A Tattoo
It is Saturday morning at 7:15am and I’m eating breakfast with my daughter Alice. She is six and half years old. We are eating French toast that I made from scratch. On the table is fresh squeezed orange juice, real maple syrup and a bowl of blueberries. I’m a newly divorced father. I’m proud of myself.
We are discussing what we are going to do that day — farmers market, a play date with a friend in the park, lunch at our favorite diner, and then maybe a movie.
She holds up a small white square of cardboard. She unfolds it.
“It’s a tattoo!” she declares.
“That’s good. Where did you get it?”
“At Lily’s birthday party.”
She coquettishly lifts her shirt and positions it in the middle of her naked chest.
“Should I put it here?”
“That would be fine.”
I’m struggling. The tattoo is of an ornate gold Gothic cross festooned with curling snakes. At the center of the cross is a large black heart. The heart is also festooned with writhing snakes.
Should I take it away? Tell her I’m calling Lily’s parents? Lecture her on the danger of birthday parties? Or do I let her tattoo herself and thereby encourage her first steps towards what will inevitably lead to nipple piercing in her teenage years (“But Dad you let me wear that Goth tattoo when I was six.”).
How do I overwhelm a threatening object? I reach for my best weapon.
“I want to tell you a story about my friend Mark,” I say.
Alice eyes me suspiciously.
“One day he was feeling sad because of a girl. He decided get a tattoo.”

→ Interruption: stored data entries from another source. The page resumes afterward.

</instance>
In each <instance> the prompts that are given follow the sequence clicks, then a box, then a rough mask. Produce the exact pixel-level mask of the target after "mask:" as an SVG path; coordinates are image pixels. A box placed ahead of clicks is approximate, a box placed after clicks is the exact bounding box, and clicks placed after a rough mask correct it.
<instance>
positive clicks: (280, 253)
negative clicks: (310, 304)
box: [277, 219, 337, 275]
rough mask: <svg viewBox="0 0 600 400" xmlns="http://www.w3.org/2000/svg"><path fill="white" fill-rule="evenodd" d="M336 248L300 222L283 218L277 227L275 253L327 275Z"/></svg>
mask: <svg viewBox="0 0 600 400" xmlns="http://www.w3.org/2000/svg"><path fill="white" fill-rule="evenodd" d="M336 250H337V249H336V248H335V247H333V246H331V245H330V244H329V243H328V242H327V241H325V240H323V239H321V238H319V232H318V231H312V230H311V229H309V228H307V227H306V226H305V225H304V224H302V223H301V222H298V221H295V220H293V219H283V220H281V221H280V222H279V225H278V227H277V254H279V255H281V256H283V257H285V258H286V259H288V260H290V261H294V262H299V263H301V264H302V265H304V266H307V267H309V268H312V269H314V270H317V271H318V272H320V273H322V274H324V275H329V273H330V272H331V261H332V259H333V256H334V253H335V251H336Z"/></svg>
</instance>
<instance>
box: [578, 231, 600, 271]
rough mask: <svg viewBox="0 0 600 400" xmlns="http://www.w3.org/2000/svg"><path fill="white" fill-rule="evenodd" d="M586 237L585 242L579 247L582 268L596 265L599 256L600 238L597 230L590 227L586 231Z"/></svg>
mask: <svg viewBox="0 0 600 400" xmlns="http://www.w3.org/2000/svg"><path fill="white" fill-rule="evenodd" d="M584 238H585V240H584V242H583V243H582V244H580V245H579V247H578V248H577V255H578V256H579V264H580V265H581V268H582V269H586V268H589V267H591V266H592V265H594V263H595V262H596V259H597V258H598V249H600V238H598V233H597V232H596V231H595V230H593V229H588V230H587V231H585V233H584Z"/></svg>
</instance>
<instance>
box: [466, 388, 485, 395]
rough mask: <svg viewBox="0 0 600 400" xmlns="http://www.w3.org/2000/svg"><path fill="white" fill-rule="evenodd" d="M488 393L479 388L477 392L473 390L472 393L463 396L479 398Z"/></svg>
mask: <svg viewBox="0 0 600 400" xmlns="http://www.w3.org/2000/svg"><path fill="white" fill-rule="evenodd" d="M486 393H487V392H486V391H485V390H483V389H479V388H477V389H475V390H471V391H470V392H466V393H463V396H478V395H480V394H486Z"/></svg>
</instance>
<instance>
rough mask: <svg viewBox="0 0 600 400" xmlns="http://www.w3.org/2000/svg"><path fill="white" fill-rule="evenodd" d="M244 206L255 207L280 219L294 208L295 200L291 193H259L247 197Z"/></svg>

There is a flicker of interest.
“So he asked me to help him. Together we found a store underneath a railway bridge. It was raining. Inside the store was a man with a needle. The store was dirty and dark and the man was short and he walked with a limp. He asked Mark what kind of tattoo he wanted. Mark said he wanted a Native American symbol called the Medicine Wheel. He drew a picture for the man and colored it in and handed the picture to him. The man told Mark to lie down in an old dentist’s chair. Then the man then took the needle and burned the shape into Mark’s skin.”
“Did it hurt?.”
“Oh yes. It was bleeding.”
“And what did Mark do?”
“He passed out.”
“What do you mean, ‘passed out.’ ”
“He fainted.”
“Did he wake up?”
“Yes, he woke up after the man gave him some water with sugar in it. The glass had dead flies in it.”
“And then what happened?”
“The man wrapped his arm up in a bandage.”
“And?”
“And then Mark and I went to a bar and then we went home.”
“What happened next?”
“A few days later Mark unwrapped the bandage. It had scabs on it but Mark thought it looked really cool.”
“What happened next?”
“He was playing sports and another friend looked at his arm and said ‘why do you have a pie chart on your arm?’”
“What is a pie chart?”
“It’s a math thing.”
What happened next?
“Mark was embarrassed.”
“And then what?”
“A few months later Mark got a new girlfriend. He wasn’t sad anymore. But there was a problem.”
“What was that?”
“His girlfriend hated the pie chart.”
“What happened next?
“Mark wore long sleeves.”
“Did the he take the tattoo off?”
“No. That’s the problem with tattoos. They don’t come off. They last forever and ever.”